The film began production in August 2005 in Chennai, with Ravi Varman signed as the cinematographer. Towards the start of the shoot, producer Kaja Mohideen ran into financial troubles and subsequently attempted suicide. As a result, Haasan wanted to quit the project but Menon convinced him to stay on as they had taken advance payments. Ravichandran of Oscar Films stepped in and spent ₹90 lakh on the film, before also suddenly withdrawing from the project within fifteen days. In order not to waste dates, Menon personally funded a schedule in Mumbai featuring Haasan and Jyothika and spent ₹80 lakh. Menon revealed that unlike Haasan's other films, the actor did not want to take control of the script or production. Angered by the delays of the film, he kept to himself and made minimal suggestions barring to change some dialogues on location. The film however had gone through changes from the original script, with less emphasis on the antagonists than Menon had hoped, and he also revealed that scenes for songs were forced and shot without him. For the American schedule, Manickam Narayanan took over as a producer and made the film on a "first-copy" basis. Subsequently, fifty per cent of the film was shot in New York City, where shooting lasted for a month. Menon had planned to shoot more scenes in the city, including a car chase sequence, but the change of producer delayed the schedule and cold weather elongated the team's stay and increased costs. Menon worked on the post-production of the film in May 2006, while he was simultaneously filming Pachaikili Muthucharam.

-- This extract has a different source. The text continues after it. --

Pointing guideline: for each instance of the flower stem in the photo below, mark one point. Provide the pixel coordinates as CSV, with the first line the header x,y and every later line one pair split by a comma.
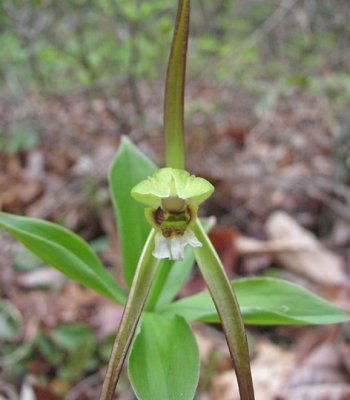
x,y
141,284
174,90
228,310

== Themes and influences ==
Like in Kaakha Kaakha, Menon wanted the script to feature sequences where the police officer's personal life gets involved and affected in the course of the investigation.

== Soundtrack ==
The soundtrack of the film consists of five songs composed by Harris Jayaraj, collaborating with Menon and Haasan for the fourth and first time respectively. The song "Manjal Veyil" marks Krish's singing debut.

Track listing
| No. | Title | Singer(s) | Length |
|---|---|---|---|
| 1. | "Karka Karka" | Devan Ekambaram, Tippu, Nakkhul, Andrea Jeremiah | 4:54 |
| 2. | "Partha Mudhal" | Bombay Jayashri, Unni Menon | 6:06 |
| 3. | "Manjal Veyil" | Hariharan, Krish, Nakkhul | 5:54 |
| 4. | "Neruppe" | Franko, Solar Sai, Sowmya Raoh | 4:50 |
| 5. | "Uyirile" | Mahalakshmi Iyer, Srinivas | 5:13 |
| Total length: |  |  | 26:57 |

== Release ==
=== Critical response ===

Baradwaj Rangan said that "The story of a police investigation is detailed in a smart, grown-up movie that gets most things right". Krishna Kumar of Rediff.com gave 3.5/5 stars, saying "In his best performance in recent times, Kamal portrays the character with believable honesty and charm." Sify stated that "what gives you goose flesh is the finely calibrated performance of Kamal as DCP Raghavan. You just [can't] take your eyes off him as he laces his portrayal with dignity, grace and dry wit." G. Ulaganathan of Deccan Herald wrote, "Technically the movie is good but lacks what is most important --good story and script". He added, "Gowtham alternates between action, thrills and romance, but it is quite obvious that he is unable to use Kamal Haasan’s talent fully". Lajjavathi of Kalki praised the acting of Haasan, Jyothika and Prakash Raj, Ravi Varman's cinematography, Harris Jayaraj's music but felt the second half was boring and psycho killers changing their looks were unbelievable.

=== Box office ===
Vettaiyaadu Vilaiyaadu emerged as the highest grossing Tamil film of the year earning a total of ₹600 million worldwide.

=== Accolades ===
Tamil Nadu State Film Awards

- Best Actor – Kamal Haasan
- Best Cinematographer – Ravi Varman

Film Fans Association Award

- Best Actor – Kamal Haasan
- Best Director – Gautham Vasudev Menon
- Best Music Director – Harris Jayaraj
- Best Playback Singer – Unni Menon
- Best Cinematographer – Ravi Varman

== LGBT controversies ==
The film faced controversies for its portrayal of LGBT people, including one scene where Haasan's character throws homophobic slurs at the homosexual antagonists.

== Potential sequel ==
At the audio launch of Menon's Vendhu Thanindhathu Kaadu (2022), Haasan asserted the possibility of a sequel to Vettaiyaadu Vilaiyaadu.

== Re-release ==
Vettaiyaadu Vilaiyaadu was re-released in Tamil Nadu theatres on 23 June 2023.